Dutch watched him go. Then his eyes found me across the bar — still there, still watching, still nursing the same whiskey I’d been holding for an hour.
I hadn’t ordered a second. I wanted one.
I’d wanted one since the ceremony, since I’d watched Bea fold her hands in her lap.
But Dutch had put water in front of me a few weeks ago instead of whiskey, and the look on his face had said everything he hadn’t.
I was trying to hold that line even when holding it felt like holding my breath underwater.
He shook his head, the faintest smile, and walked over.
“Should you be drinking on your wedding night?” I asked.
“One glass. My wife’s orders.” He said wife like he was still trying it on. He gestured at the seat beside him. “Sit. Talk to me.”
I sat.
“How you doing, brother?” Dutch asked. “Really?”
“Surviving.”
Dutch just looked at me. The look that said try again.
I stared at my hands on the bar top. “I’m here at your wedding, watching you get your happy ending, and all I can think about is how I threw mine away.”
Dutch sipped his whiskey. He didn’t tell me it would be okay. He didn’t offer a pep talk. He just looked at me the way he looked at a problem he’d already thought through. “You gotta let people in when it hurts,” he said. “That’s the key. Everything else is details.”
I thought about that night. The drinking, the spiral, the complete refusal to let anyone help me —
“You crawled into a bottle.”
“Yeah.”
“And now you’re paying for it.” Dutch nodded. He was quiet for a moment. Then he looked across the room at Indira, the way she was laughing at something, oblivious to us.

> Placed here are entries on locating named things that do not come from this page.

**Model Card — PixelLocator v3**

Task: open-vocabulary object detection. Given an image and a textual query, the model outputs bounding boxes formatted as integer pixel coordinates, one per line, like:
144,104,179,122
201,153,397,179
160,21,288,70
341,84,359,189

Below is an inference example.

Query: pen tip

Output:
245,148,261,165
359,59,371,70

He looked back at me. “You know what she taught me that I couldn’t teach myself?”
I waited.
“That the person you love can handle more than you think.” He glanced at his glass. “You keep trying to carry it alone so it doesn’t touch her. But she wasn’t asking you to carry it alone. She was asking you to let her in.”
I didn’t say anything. I didn’t need to — he’d said the thing I’d been circling for months and hadn’t been able to name.
“That’s not protecting,” Dutch said. “That’s you, running your Road Captain logic on your own life. Assess, decide, execute, handle it clean.” He set his glass down. “She’s not a route, Holden.”
He finished his whiskey and stood. “Now if you’ll excuse me, I have a bride to dance with.”
I watched him cross the room to Indira, sweep her into his arms, spin her onto the dance floor. They moved together like they’d been doing it for years — and maybe they had, in their own way.
Near the edge of the dance floor, I could see Bea laughing at something Lilac said.
For a moment, her face was unguarded — open and warm and beautiful.
The particular warmth she had when she forgot to be careful — when she was just herself, and not the version of herself that was protecting something.
Then she glanced in my direction.
Our eyes met. Held.
Not long. Three seconds, maybe four. But she didn’t look away and neither did I. I made myself stay still. Made myself not move toward her, not signal anything, not use the moment.
Just let it be what it was. Whatever that meant, from a man who’d done nothing for three months and called it space.
Then she turned back to Lilac, and I looked down at my drink.